Helper-functions for the reading simulation in reading_simulation.py


This file provides functions to read in the eye-tracking data collected during the experiment where participants had to read the same text that is presented to the OB1-reader.

analyse_data_plot.py / analyse_data_plot_qualitative.py

In this files the result of a single experiment is analyzed and plots as seen in the publication are produced.

analyse_data_transformation / analyse_data_pandas.py

These files are providing various functions to analyze the data used in analyse_data_pandas.py


OB1 can be used for different purposes.


In the standard version it reads a german text and uses word frequency as well as word predictability (cloze probability) to recognize words presented in its visual field.

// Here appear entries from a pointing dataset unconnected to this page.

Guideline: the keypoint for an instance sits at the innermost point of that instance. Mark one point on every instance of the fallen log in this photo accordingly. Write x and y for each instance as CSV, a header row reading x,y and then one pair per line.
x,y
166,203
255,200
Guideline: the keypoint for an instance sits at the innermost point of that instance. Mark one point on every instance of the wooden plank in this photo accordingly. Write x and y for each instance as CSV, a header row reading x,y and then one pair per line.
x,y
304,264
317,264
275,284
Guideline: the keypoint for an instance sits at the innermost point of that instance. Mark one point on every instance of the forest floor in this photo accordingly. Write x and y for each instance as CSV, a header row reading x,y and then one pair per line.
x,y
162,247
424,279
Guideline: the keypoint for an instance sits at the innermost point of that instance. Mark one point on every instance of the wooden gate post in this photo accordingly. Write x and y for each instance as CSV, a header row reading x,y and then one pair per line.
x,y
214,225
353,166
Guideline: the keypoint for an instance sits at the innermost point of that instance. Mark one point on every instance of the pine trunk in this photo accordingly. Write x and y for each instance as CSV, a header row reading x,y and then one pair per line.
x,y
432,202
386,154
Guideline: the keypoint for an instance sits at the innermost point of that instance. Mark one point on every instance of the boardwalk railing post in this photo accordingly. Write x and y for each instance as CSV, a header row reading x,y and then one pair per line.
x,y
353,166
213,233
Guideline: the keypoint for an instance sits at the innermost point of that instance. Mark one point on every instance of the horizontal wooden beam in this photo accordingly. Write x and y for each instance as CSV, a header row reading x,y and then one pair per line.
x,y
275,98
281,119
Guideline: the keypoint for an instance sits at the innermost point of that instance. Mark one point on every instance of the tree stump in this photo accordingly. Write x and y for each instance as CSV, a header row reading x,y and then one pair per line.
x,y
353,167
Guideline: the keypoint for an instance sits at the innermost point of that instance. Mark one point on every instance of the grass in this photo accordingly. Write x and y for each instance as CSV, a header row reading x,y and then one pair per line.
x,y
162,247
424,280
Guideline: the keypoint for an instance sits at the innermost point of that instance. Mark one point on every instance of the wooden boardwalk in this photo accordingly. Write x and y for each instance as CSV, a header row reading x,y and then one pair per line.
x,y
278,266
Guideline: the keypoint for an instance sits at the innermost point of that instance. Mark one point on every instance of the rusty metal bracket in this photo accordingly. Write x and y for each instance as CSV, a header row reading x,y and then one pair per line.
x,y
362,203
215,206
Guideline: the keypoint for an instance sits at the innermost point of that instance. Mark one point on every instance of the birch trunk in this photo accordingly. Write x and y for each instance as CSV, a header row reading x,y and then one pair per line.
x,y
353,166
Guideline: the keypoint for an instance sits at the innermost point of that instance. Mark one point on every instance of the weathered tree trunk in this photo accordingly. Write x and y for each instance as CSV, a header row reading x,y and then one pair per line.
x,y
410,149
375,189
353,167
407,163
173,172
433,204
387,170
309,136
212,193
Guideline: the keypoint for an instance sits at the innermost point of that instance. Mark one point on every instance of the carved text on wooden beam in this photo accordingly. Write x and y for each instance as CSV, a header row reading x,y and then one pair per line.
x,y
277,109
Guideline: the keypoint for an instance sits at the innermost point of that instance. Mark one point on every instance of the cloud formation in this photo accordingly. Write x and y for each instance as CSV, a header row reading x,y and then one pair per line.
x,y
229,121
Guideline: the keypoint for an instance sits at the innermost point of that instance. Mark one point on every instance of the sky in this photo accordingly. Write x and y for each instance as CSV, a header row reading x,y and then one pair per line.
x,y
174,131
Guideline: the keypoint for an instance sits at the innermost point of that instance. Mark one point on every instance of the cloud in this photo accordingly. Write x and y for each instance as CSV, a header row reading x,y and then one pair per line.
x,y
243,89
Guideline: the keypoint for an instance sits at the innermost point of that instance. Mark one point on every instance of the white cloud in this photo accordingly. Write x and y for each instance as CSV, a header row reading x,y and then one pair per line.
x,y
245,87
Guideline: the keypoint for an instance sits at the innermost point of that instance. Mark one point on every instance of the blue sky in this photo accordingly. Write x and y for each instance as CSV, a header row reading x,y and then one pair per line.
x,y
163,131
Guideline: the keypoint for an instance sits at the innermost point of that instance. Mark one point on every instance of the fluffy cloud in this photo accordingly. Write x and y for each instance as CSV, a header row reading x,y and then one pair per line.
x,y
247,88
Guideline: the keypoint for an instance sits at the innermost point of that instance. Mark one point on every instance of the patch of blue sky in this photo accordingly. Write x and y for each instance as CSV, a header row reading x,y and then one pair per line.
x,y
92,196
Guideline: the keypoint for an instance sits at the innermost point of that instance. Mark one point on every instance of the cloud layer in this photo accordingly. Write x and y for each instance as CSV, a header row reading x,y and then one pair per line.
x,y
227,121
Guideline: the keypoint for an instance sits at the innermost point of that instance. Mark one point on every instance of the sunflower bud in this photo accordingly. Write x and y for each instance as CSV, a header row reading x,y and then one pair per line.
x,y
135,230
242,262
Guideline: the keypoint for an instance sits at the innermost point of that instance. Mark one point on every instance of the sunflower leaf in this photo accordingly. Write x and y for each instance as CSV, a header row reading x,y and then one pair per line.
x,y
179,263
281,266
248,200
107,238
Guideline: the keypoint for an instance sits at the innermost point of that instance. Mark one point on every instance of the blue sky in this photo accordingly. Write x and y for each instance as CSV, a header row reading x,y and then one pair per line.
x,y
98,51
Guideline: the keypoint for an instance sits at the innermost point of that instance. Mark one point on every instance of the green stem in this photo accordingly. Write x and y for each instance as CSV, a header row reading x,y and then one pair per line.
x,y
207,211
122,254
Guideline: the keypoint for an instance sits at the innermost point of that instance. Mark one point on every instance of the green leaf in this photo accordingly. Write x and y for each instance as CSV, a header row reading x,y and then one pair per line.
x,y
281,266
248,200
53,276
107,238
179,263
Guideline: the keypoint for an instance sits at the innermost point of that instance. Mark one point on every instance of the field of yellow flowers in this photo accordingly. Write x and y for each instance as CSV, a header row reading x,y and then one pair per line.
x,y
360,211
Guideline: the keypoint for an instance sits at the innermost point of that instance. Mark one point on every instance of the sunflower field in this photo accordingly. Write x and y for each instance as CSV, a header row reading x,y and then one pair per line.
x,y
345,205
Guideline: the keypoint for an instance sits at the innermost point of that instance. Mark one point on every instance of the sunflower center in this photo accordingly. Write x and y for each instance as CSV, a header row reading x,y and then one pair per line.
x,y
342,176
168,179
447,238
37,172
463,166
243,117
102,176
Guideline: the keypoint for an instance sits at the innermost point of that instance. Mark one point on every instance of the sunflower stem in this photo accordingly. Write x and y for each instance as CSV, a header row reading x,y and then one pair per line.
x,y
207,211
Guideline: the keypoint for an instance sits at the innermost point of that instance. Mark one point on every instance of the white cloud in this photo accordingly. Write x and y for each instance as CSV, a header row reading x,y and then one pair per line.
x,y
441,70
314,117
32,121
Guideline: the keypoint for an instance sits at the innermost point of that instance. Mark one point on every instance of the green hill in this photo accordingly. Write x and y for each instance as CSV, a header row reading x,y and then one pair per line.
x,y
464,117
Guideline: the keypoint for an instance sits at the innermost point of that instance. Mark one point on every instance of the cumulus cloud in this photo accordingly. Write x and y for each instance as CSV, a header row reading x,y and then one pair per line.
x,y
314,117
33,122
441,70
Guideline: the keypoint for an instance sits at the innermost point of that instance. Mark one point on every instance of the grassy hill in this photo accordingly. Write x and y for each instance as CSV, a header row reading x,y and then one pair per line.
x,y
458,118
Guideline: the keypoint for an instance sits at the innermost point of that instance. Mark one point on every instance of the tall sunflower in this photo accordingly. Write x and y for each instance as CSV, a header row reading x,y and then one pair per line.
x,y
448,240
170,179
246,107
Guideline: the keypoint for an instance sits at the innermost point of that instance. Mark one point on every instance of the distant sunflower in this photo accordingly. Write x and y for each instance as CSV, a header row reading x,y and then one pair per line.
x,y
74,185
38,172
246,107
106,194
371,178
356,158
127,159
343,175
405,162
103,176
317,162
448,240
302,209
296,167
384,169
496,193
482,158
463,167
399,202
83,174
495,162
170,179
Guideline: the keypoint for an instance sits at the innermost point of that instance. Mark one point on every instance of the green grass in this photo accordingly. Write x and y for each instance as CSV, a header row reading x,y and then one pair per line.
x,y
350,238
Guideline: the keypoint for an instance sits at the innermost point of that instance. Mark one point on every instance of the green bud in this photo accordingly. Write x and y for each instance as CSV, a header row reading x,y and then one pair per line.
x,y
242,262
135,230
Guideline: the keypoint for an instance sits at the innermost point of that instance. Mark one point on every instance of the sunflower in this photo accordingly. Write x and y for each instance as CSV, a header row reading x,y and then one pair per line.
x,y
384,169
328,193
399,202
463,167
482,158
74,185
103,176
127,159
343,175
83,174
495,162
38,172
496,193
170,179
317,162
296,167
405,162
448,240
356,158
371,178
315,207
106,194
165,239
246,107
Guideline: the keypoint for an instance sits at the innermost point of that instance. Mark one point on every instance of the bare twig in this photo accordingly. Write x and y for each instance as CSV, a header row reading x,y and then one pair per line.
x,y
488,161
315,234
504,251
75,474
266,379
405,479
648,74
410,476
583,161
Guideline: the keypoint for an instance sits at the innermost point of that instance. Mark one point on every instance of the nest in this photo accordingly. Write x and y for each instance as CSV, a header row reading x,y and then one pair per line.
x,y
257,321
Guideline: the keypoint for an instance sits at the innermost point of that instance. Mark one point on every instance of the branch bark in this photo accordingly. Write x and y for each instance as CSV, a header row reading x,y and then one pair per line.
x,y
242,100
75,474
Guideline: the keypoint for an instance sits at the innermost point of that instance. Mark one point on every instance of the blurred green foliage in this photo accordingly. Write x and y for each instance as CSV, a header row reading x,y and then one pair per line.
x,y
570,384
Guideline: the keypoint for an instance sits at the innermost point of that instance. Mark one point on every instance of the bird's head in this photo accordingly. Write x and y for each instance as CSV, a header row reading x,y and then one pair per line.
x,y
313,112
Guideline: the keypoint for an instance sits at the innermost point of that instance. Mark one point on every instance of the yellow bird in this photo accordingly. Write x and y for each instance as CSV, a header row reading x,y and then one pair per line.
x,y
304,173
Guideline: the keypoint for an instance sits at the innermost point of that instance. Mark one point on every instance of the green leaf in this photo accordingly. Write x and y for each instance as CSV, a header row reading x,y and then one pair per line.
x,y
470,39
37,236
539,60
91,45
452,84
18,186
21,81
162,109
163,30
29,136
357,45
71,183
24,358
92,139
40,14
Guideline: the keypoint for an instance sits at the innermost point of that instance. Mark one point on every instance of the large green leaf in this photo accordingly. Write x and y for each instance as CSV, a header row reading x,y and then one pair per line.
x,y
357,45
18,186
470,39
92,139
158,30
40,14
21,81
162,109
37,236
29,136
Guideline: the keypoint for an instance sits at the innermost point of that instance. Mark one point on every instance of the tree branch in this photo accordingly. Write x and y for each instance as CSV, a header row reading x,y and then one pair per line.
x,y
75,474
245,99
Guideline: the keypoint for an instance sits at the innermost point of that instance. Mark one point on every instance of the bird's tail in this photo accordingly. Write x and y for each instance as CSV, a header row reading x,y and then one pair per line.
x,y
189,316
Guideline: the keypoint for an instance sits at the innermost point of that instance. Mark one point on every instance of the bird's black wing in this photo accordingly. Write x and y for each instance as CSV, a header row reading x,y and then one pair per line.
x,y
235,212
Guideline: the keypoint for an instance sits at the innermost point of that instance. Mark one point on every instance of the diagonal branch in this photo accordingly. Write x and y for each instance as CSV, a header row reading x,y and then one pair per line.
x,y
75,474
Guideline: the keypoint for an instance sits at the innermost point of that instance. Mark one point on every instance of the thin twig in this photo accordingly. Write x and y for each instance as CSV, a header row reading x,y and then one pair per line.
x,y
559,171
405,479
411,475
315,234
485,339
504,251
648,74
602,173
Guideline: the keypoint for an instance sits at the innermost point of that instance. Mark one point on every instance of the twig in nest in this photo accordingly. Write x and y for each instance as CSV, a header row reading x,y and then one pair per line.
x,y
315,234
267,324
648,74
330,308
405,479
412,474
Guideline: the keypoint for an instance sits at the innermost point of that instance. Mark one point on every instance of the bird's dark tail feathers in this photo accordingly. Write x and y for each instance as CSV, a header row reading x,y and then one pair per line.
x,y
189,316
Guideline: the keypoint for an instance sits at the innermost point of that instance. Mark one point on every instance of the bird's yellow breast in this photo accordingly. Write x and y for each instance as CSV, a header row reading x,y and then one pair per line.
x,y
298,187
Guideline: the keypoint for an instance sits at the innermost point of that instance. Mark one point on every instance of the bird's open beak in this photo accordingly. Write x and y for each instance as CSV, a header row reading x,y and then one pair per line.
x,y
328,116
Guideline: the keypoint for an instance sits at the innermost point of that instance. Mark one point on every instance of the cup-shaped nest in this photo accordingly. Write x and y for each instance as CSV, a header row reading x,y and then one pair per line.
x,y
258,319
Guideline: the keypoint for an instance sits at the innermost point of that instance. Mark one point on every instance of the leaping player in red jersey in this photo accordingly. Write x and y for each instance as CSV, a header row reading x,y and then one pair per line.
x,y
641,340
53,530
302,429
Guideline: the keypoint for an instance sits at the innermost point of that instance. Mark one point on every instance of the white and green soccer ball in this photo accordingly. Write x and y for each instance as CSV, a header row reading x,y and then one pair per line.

Plots are produced and saved in “/plots”


In this version the model is executed multiple times in order to find the set of parameters that enables the model to read in a way that is similar to how a human would read the text. The optimization is done by using the L-BFGS-B optimization method from scipy.

How to use OB1

Running an experiment:

In order to run a “normal” (Which means reading the input text-file once and comparing the results to an eye-tracking experiment) experiment one should set “run_exp” and “analyze_results” in parameters.py to True and “optimize” to False.


For parameter-tuning define the parameters you wish to change and their bounds in get_parameters.py. Then go to reading_simulation.py where you have to unpack these values again based on the order in which they have been packed.

Next go to parameters.py and change “optimize” to True. Don’t forget to set “run_exp” as well as “analyze_results” to False if you want to just optimize.

The parameters are saved if they are better than the parameters from the previous iteration. They are saved as a text file named after the tuning measure and the distance between experiment and simulation.

adding a new language

To add a new language there has to be the plain text as input data for the reading simulation (see PSC_ALL.txt as an example for the format), a lexicon (see word_freq.pkl as an example) as well as the preprocessed eyetracking-data recorded during an experiment where participants had to read the text that is presented to OB1. For an example of the input data derived from an eye-tracking experiment see the table stored in Fixation_durations_german.pkl.